If the gateway is not part of the first slice, restrict the initial scope to
native `boocode` parity and keep `opencode` local-model parity as a follow-up.
## 8. Picker UX
Both BooChat and BooCoder should converge on the same behavior:
- Favorites section first
- Then one section per provider
- Favorite toggle on every model row
- A favorited model remains visible in its provider section
- Provider order defaults to:
1. `sam-desktop`
2. `embedding`
3. `deepseek` when configured
This batch does not require search. Search can be added later if model counts
make the grouped list insufficient.
## 9. Rollout and compatibility
1. Land registry/parsing utilities first.
2. Switch server routing and model catalog to composite IDs.
3. Add favorite persistence and picker grouping.
4. Update native BooCoder (`boocode`) model handling and arena.
5. Decide the `opencode` parity path: gateway now, or explicit follow-up.
6. Verify legacy bare IDs across existing chats and sessions before removing
any old env-based assumptions.
Compatibility requirements:
- Missing `/data/llama-providers.json` cannot break startup.
- Existing DB rows with bare IDs must remain routable.

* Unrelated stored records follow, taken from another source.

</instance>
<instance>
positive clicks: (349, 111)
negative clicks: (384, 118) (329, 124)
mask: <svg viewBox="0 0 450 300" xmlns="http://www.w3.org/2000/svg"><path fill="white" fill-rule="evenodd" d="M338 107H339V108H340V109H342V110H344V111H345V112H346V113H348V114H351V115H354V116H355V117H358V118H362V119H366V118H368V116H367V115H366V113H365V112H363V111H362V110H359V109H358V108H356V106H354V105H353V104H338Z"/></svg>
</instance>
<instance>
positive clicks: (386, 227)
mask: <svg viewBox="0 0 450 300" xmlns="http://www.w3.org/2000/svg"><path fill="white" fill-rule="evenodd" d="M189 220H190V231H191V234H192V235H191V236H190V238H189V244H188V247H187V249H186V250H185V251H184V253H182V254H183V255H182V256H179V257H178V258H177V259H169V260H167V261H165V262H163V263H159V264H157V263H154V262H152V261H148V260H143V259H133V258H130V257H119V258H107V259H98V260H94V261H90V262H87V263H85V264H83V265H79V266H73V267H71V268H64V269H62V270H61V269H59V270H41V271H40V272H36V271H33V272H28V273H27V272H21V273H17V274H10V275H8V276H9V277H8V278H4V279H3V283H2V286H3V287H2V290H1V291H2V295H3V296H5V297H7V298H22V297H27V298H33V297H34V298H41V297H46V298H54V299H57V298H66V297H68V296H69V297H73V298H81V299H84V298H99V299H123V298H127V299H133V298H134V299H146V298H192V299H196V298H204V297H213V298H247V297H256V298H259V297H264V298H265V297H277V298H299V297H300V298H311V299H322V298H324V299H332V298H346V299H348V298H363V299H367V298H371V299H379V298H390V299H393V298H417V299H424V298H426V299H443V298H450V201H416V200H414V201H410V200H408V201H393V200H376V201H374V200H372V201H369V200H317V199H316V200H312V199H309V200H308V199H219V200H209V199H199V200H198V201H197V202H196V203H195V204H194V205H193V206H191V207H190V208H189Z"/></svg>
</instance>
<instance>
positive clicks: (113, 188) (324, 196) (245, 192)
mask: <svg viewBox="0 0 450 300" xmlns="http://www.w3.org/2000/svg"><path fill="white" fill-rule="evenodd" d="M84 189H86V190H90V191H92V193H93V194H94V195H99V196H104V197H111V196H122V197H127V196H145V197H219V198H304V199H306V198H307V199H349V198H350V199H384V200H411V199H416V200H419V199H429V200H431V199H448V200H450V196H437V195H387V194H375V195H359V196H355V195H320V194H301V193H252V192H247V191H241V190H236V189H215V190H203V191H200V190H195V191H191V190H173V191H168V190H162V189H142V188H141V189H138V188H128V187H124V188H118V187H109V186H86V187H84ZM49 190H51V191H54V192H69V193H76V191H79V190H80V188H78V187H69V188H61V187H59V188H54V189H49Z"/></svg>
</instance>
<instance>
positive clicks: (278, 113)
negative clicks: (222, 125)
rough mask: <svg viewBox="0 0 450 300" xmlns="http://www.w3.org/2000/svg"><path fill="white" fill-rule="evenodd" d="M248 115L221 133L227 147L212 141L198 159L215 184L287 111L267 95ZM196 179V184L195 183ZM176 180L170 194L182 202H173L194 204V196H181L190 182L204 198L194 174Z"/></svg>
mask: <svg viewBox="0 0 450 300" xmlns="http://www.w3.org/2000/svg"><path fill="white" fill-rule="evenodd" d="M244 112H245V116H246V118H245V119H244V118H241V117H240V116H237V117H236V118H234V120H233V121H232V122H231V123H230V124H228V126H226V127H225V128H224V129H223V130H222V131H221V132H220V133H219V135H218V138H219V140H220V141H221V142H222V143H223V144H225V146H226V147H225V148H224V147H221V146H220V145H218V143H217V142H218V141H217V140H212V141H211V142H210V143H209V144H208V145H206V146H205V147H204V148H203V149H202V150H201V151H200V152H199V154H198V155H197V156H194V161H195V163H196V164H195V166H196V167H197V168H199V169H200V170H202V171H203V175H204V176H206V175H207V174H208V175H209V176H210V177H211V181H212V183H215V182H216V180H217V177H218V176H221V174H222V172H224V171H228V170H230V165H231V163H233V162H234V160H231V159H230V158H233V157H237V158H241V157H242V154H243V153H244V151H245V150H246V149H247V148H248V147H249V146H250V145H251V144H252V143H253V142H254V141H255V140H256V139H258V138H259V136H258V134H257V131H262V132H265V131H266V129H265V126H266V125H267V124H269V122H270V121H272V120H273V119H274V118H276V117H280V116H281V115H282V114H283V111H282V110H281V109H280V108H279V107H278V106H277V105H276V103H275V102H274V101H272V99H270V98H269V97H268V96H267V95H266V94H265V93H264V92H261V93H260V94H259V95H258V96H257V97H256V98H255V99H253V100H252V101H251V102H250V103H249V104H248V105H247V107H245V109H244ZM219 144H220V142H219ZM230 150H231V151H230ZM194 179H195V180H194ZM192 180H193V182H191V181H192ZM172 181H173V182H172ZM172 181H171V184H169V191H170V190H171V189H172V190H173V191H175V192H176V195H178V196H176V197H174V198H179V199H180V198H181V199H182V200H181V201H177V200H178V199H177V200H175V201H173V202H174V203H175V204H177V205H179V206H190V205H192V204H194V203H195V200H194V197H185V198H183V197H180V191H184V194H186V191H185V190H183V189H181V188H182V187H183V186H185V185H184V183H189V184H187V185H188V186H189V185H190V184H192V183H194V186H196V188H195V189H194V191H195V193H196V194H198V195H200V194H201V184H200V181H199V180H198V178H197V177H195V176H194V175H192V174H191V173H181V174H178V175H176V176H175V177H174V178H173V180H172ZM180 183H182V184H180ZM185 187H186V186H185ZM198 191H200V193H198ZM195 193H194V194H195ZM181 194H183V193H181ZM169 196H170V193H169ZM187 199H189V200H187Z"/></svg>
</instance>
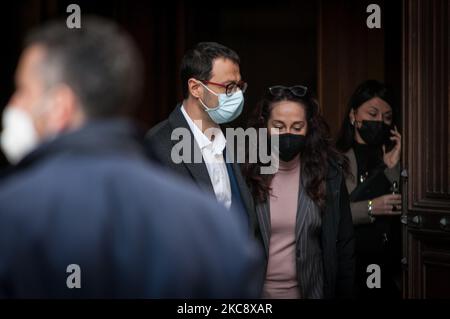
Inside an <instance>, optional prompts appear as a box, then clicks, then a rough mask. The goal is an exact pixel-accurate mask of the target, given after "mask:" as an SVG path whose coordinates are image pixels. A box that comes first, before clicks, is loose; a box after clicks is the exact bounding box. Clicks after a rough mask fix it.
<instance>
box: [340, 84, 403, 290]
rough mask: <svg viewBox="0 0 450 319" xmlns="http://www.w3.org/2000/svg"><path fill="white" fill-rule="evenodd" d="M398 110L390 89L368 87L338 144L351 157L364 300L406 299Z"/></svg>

- Existing `DEFAULT_MODEL` can stay bare during transition, but new writes
should become composite.
## 10. Deferred items
- Picker search/filtering
- Manual favorite ordering beyond insertion order
- Host health badges in the picker
- Automatic normalization of old session/chat model values
- Full `opencode` multi-provider parity if the first slice ships native-only
- Any boocontrol fleet UI built on top of this registry